Data classification trends
There are several data classification technology trends emerging right now. Among them are automated tools that use machine learning and AI to build privacy workflows and classify.
Gartner provides the following recommendations for technical professionals responsible for data security:
- “Ensure that a data classification policy is in place as it is the root of data security governance. It provides clarity and authority, supports control standards and underpins user awareness efforts.
- Align your security classification with any broader data governance programs. It is easy to confuse users and create technical complexity and possibly conflict. Focus on high-risk and high-value data, especially regulated data, to support such alignment.
- Use automated data classification or AI-powered data classification to provide users with a baseline and you with insight. User classification is less expensive, but harder to introduce. Use both together for best results.
- Aim for “good enough” solutions, recognizing that the automated technology has limits in precision. Phase your implementation carefully to avoid diminishing returns.
- Use at least two labels. Sensitivity and either “owner” or “project/department.” Identify where the tag is to be used and provide only enough information to allow that control to work correctly.”
Redefining automated data classification
Automating data classification overcomes many limitations by making the process reliable, accurate, and persistent. A sophisticated platform, such as Spirion Sensitive Data Platform, can spot personal information by looking for data patterns, such as names, dates of birth, addresses, phone numbers, financial information, health information, and Social Security numbers.

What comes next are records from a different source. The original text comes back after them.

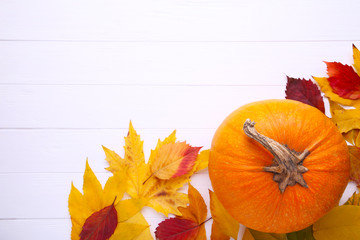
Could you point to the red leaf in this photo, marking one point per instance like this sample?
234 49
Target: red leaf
304 91
343 80
177 229
100 225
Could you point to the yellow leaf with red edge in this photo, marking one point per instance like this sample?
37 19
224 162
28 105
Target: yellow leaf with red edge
94 210
135 162
356 55
174 160
354 153
161 194
217 234
164 196
191 225
225 222
202 160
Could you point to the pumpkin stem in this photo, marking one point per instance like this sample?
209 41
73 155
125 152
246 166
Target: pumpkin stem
287 166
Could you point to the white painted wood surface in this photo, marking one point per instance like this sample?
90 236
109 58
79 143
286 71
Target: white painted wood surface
74 73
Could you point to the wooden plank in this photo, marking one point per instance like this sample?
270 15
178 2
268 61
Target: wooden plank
178 63
16 229
59 151
161 20
91 106
45 195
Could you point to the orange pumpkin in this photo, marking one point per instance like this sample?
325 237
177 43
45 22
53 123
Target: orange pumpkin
278 165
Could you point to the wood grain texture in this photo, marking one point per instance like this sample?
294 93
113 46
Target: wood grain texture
170 63
74 73
90 106
181 20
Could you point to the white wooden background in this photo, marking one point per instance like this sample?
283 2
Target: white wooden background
73 73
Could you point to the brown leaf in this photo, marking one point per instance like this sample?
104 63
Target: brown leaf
304 91
100 225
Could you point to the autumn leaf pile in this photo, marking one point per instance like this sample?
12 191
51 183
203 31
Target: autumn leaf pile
114 211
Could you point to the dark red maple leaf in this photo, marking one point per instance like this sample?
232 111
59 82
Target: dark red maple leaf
177 229
100 225
304 91
343 80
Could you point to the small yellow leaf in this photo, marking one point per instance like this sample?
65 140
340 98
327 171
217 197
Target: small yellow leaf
197 210
135 161
354 153
128 208
92 190
345 119
170 139
127 230
202 160
163 195
116 163
114 187
174 160
227 224
326 89
356 55
139 219
342 222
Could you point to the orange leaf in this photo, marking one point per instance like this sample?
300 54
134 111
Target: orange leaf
197 210
355 164
174 160
343 80
100 225
304 91
177 229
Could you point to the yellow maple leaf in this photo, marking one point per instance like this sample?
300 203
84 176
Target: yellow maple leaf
251 234
161 194
342 222
95 199
356 55
345 119
222 219
327 90
174 160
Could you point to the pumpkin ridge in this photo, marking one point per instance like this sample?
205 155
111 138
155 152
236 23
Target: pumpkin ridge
287 165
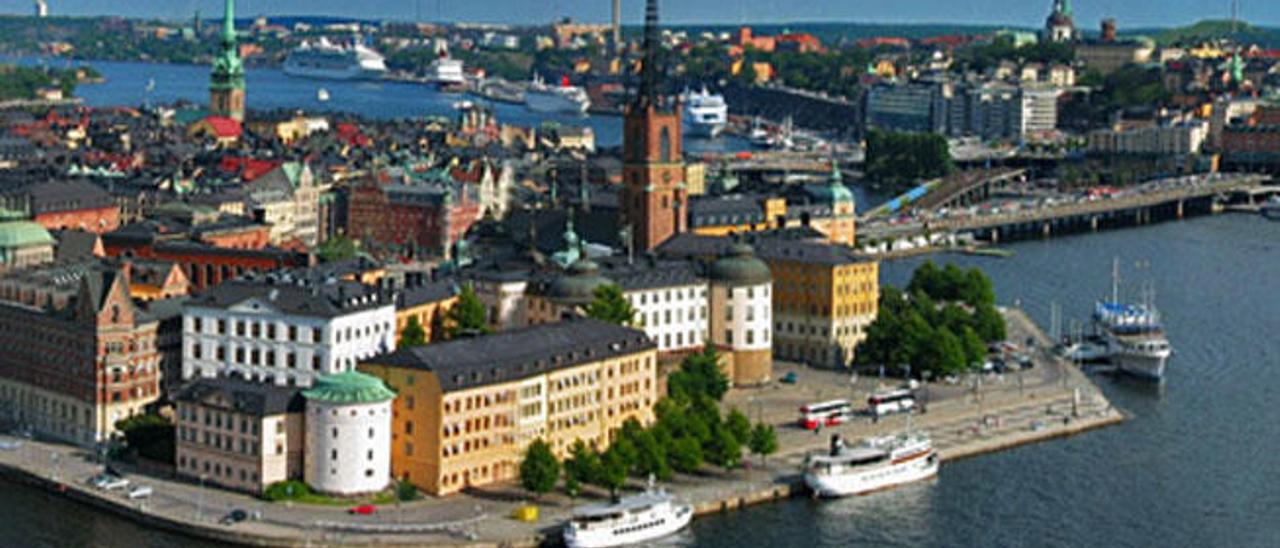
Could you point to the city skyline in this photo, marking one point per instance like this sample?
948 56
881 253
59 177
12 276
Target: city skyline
721 12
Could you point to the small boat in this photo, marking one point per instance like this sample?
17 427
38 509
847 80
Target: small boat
632 520
563 99
1271 209
876 464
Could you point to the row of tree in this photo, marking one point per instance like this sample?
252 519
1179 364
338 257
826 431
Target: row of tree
942 324
689 432
900 161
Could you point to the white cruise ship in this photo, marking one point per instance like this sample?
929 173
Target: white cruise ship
873 465
632 520
1133 333
563 99
324 59
705 113
447 73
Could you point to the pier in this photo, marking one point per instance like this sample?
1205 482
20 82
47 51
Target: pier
1159 204
969 416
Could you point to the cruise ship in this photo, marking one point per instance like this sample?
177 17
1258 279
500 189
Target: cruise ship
447 74
324 59
632 520
565 99
705 113
1134 337
873 465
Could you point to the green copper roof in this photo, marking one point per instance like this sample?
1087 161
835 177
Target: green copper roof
351 387
18 232
741 268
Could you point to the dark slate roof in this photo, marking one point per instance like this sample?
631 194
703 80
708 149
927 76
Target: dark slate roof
74 245
243 397
328 298
519 354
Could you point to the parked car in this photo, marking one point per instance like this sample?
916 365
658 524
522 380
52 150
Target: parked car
233 517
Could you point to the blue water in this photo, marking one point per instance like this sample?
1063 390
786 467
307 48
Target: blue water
270 88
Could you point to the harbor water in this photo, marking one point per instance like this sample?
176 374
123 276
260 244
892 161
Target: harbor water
1196 464
1193 466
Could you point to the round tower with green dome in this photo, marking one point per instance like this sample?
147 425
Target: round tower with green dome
348 441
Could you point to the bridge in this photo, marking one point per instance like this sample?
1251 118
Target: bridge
1046 220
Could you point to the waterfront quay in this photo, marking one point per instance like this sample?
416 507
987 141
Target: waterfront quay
969 416
1020 219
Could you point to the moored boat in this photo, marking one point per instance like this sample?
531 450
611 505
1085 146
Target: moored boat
873 465
632 520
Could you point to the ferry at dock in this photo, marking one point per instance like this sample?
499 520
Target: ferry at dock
329 60
632 520
705 113
1133 333
563 99
874 464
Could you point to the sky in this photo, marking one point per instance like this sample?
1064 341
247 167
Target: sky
1027 13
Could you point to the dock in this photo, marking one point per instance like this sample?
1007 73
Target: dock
972 416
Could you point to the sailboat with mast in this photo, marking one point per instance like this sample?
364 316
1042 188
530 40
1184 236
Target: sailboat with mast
1133 333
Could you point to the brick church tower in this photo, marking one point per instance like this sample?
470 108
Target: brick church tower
654 200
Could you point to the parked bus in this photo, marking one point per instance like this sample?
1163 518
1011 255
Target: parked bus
895 401
827 414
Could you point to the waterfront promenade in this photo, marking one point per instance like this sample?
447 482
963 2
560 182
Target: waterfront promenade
967 418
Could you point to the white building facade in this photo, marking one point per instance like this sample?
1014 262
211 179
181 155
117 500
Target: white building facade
348 434
286 334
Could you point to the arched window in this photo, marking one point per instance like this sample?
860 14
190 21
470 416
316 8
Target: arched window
664 142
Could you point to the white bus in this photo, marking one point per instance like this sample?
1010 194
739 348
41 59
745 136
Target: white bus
894 401
826 414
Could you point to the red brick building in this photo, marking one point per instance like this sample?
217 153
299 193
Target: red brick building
72 373
1255 145
411 219
60 205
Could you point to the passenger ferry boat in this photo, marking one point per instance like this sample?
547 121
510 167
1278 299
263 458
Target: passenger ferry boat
632 520
447 74
705 113
873 465
324 59
1133 333
565 99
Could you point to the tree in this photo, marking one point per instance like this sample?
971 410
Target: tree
988 323
539 471
699 374
150 435
611 306
763 441
467 314
613 470
337 249
739 425
412 334
723 450
583 466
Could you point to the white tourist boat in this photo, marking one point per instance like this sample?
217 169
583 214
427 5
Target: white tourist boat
873 465
447 73
329 60
563 99
705 113
1133 333
632 520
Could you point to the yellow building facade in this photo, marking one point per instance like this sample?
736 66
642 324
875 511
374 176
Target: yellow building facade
824 297
469 409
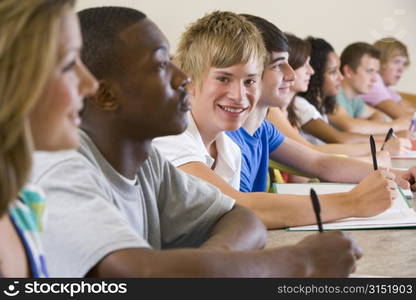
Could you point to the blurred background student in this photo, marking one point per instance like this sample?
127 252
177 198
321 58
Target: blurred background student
394 60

From there, it can classify these data files with context-rich labeling, ensuring that the right security measures get applied and your organization remains compliant with the corresponding privacy regulations. More importantly, automated systems can also re-classify data as needed, such as for updates and changes within the business or from changes in compliance regulations.
Every organization should assess the data classification automation options available in the marketplace and determine which solutions can provide them with the capabilities they need to take their data privacy protection to the next level. Ideally, organizations should choose a platform that is purposely built to deliver the key functions of deploying robust data privacy programs. The right automation system can aid in streamlining data classification, automatically analyzing and categorizing data based on predetermined parameters continually and in real-time.